A STING agonist potentiates C1 lipidoid-based mRNA cancer vaccine through promoting TNF-α secretion in vivo.

Intracellular delivery of antigen-encoding mRNA-based vaccine has shown great potential in the treatment of cancer and infectious diseases. We previously developed a minimalist cancer nanovaccine using C1 lipidoid nanoparticle with self-adjuvant activity, which markedly improves mRNA delivery and antigen presentation through TLR4 signaling activation. Although the C1-mRNA nanovaccine induced strong antitumor efficiency in prophylactic and therapeutic settings, it could not eliminate tumors with low immunogenicity. To further improve the therapeutic efficacy of the mRNA vaccine, we screened several innate immune receptor agonists and identified the STING agonist as an effective adjuvant for C1-mRNA vaccine, which could effectively promote the production of type I interferon and pro-inflammatory cytokines including IL-12 and TNF-α in dendritic cells. Such a C1-mRNA cancer vaccine adjuvanted with STING agonist effectively promoted antigen presentation in dendritic cells and enhanced T cell activation and exhibited strong antitumor activity on tumor models.

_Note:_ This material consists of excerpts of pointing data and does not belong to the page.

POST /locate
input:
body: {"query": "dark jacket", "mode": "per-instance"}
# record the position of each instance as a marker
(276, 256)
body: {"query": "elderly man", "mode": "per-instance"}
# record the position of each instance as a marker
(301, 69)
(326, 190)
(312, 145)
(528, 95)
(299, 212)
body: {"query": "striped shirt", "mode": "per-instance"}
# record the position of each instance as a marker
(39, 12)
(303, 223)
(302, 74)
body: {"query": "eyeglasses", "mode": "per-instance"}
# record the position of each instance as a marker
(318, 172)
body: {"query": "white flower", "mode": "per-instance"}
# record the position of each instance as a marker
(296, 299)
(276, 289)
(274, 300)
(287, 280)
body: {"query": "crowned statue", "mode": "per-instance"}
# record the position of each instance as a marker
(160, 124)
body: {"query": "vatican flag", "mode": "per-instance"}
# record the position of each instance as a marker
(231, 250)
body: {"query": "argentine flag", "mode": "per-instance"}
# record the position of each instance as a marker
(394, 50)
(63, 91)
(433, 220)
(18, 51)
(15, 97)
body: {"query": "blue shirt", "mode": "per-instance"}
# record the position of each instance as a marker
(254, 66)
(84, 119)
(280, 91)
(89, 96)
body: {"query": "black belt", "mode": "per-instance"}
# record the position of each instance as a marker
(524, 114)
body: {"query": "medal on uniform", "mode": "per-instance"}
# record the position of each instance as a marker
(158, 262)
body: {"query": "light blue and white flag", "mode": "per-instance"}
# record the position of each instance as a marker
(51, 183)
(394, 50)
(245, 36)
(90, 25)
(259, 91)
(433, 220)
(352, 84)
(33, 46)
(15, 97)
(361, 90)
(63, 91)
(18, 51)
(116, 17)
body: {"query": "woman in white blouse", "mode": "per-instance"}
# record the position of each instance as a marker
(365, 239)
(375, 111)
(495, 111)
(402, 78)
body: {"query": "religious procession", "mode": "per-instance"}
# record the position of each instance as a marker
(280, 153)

Mechanistically, this mRNA vaccine showed improved antitumor efficacy largely depending on STING protein expression in dendritic cells and TNF-α induction in vivo, while type I interferon or IL-12 induction seemed dispensable. Together, by optimizing the antitumor efficacy of C1-mRNA cancer vaccine with STING agonist, this work provides a potential mRNA cancer vaccine platform for treating a wide range of tumor types.